Seq-It, a Kaiserslautern, Germany-based molecular services provider, developed the new test. The assay is being positioned as an alternative to next-generation sequencing-based approaches, which its creators view as ponderous and pricey.

The arrangement is unique for San Diego-based Agena, which usually develops assays on its own, as well as for Seq-It, which builds assays for clients for specific projects but does not commercialize them.

"Agena historically designs the MassArray panels in house," noted Keith Jackson, marketing director for the firm. "In this case, there existed an opportunity to accelerate the availability of this important tool by leveraging the work done by Seq-It," he said. "Their progress, combined with additional in-house development by Agena, enabled [the] rapid creation and deployment of this valuable tool."

The new assay tests for 20 mutations related to B.1.1.7, commonly called the UK variant; B.1.351, or the South African variant; B.1.248/P.1, known as the Brazilian variant; Cluster 5, the Danish variant; and D614G, a notable mutation in European variants of the virus. The assay retails at about $25 per sample and has a turnaround time of a few hours.

Agena believes the assay might win users among its existing customer base. Jackson said the company does not disclose how many systems it has installed but said there is an "extensive network of instruments" within clinical and public health laboratories globally, including in the US, Europe, Middle East, Africa, and Asia.

While Agena just launched the offering, Jackson said the firm is already seeing "strong global demand" for the panel.

The new assay is for research use, he stressed, and is being sold for surveillance. Agena will manage any future regulatory submissions. Assay panel sets are available in both 96- and 384-reaction formats, meaning that users can scale to thousands of samples per day, if needed.

Agena's MassArray System does have emergency use authorization from the US Food and Drug Administration for SARS-CoV-2 testing, which the company obtained in October.

Seq-It is a subsidiary of the diagnostics laboratory Institute of Immunology and Genetics in Kaiserslautern, located about 80 km west of Heidelberg. The company, which has about 15 employees, is a MassArray service provider but also has Illumina next-generation sequencing platforms in house, including MiSeq and NextSeq. In addition to its expertise in infectious diseases, Seq-It also works in oncology, pharmacogenetics, forensics, and plant and animal genetics.

"We are not a large sequencing center, we are more specialized on different topics and have a broad area where we work together with universities and other companies," said Seq-It Managing Director Alexander Thielen. "We also have specialists on staff working in these fields."

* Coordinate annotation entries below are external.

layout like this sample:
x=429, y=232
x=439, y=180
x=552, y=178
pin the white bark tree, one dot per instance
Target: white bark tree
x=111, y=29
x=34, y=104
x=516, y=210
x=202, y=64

According to Thielen, the company decided to pursue an assay for SARS-CoV-2 mutations on the MassArray system, versus its Illumina instruments, because of the mass spec system's faster turnaround time and lower assay cost.

"If you are interested in full-genome sequencing, of course you can't use MassArray, but if you have a small SNP panel, you can be quite quick and cheap with MassArray," Thielen said. "In terms of coronavirus testing, we can detect 20 mutations in a few hours for less than $30 or so. Sequencing takes several days and is more expensive."

The company also had experience it drew upon to craft the assay. "We have a strong virological background," said Thielen, noting that Seq-It has been working on HIV drug resistance testing for more than 15 years. It is also connected to other German laboratories, including those at Charité Medical University Berlin, which began to make primers available for real-time PCR-based SARS-CoV-2 testing a year ago. Thielen said that Seq-It's work on COVID-19 dates back to early last spring.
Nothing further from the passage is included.